Mère, appuie-toi sur moi...

 

 

Mère, appuie-toi sur moi : c’est l’heure aux sobres teintes

Où tu viens à pas lents, souriante, t’asseoir

Au calme et doux jardin... Dans l’air pâli du soir

Un angélus au fond du clair silence tinte...

Sieds-toi, mère, et souris et regarde le soir,

Emplis tes chers beaux yeux de lumière limpide.

Vois, de rares oiseaux traversent le ciel vide

Comme des rêves lents qui s’en vont... Tout s’est tu

Sur la route qui mène au village, et vois-tu

Dans les branches déjà que l’ombre bleue envoile,

Aux arbres endormis, immobiles et beaux,

La chère éclosion des premières étoiles..... ?

Sens-tu neiger sur tout l’ineffable repos ?

Repose-toi, ma fille, aussi repose enfin

Tes yeux lassés de pleurs, ta vieille et blanche tête

Et ton douloureux cœur, – laisse un peu de divin

Apaisement descendre en toi, – ta tâche est faite...

 

Elle est assise, douce, heureuse et ses yeux pâles

Vaguent dans un sourire intérieur,... ses doigts

Unis très sagement sur sa robe aux plis droits

Si simple, en la pénombre ont des lueurs d’opale...

Et moi je la contemple en secret : ô visage

Bien-aimé, qu’en ce chaste adieu de la journée,

Sur ce fond recueilli des lointains paysages,

Vous avez de beauté fervente et résignée,

D’indulgence et d’amour et de renoncement...

Je vous contemple avec un subit tremblement

Sur les lèvres, le cœur tout à coup pénétré

De tendresse éperdue... Chers yeux blessés des pleurs

D’autrefois (ô mon Dieu, que vous avez pleuré !)

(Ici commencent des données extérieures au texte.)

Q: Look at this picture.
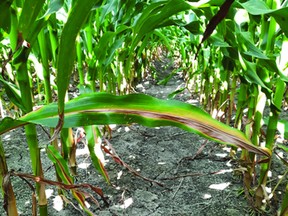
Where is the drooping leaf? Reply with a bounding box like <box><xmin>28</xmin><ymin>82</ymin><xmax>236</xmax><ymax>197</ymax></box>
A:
<box><xmin>42</xmin><ymin>0</ymin><xmax>64</xmax><ymax>18</ymax></box>
<box><xmin>15</xmin><ymin>93</ymin><xmax>270</xmax><ymax>156</ymax></box>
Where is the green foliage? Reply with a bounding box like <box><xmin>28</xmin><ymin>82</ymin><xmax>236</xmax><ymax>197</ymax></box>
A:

Voyez-vous défiler d’anciennes douleurs,

Les visages défunts des choses familières,

Nos sourires d’enfant, des bonheurs inconnus

Qui fleuriront pour nous quand vous ne serez plus,

Revoyez-vous toute la vie sous vos paupières ?

Et les voilà ces mains maternelles et sûres,

Les courageuses mains, très belles et très bonnes,

Mains chastes, mains sacrées qui ferment les blessures,

Les indulgentes mains très simples qui pardonnent ;

Votre geste immobile, ô mains silencieuses,

A l’air dans la ferveur du soir d’une prière

Et l’ombre en les frôlant de ses lèvres pieuses

Mystiquement y pose une clarté dernière...

 

Humble femme où l’amour mit un rayon vivant,

Nous te devons la chair et le cœur ; humble femme,

De l’eau bleue de tes yeux tu fis nos yeux d’enfant

Et de tes douces mains tu fis toute notre âme...

Et voici qu’à cette heure élargie de silence

Le passé lentement repasse et je repense :

La beauté de ta vie je l’avais mal comprise,

La joie de la douleur vaillante, ô douloureuse,

C’est toi, qui sans parler, ce soir me l’as apprise,

Ton cœur m’a tout appris, ô femme courageuse !

C’est toi qui m’ouvres l’âme aux Résignations !

Et j’écoute, le cœur muet d’émotion,

La musique qui chante en rêve et glorifie

Ton humble amour et monte, ô révélation !

Des profondeurs miraculeuses de ta vie !

 

Elle ne fut, ta vie, qu’un calme sacrifice

Sans regret, sans orgueil, qu’un long devoir austère

Et qu’une longue angoisse inexprimée où glissent

Les pleurs qu’on sait cacher, les secrets qu’on sait taire ;

Et voici qu’à cette heure où tout se transfigure

La calme vérité de ton amour ruisselle

Comme une eau de splendeur du fond de tes prunelles,

Tout le long de tes doigts, entre tes lèvres pures... !

Et devant toi mon cœur, mon cœur qui se rappelle,

Tout mon cœur filial s’agenouille sans bruit

Et pleure en regardant luire au bleu de la nuit

Ton âme en sa pâleur surhumainement belle !...

 

 

Camille CÉ, Le Livre des résignations : Dédicace.

 

Recueilli dans Anthologie critique des poètes normands de 1900 à 1920,

Introduction, notices et analyses par Charles-Théophile Féret,

Raymond Postal et divers auteurs, Librairie Garnier Frères, s. d.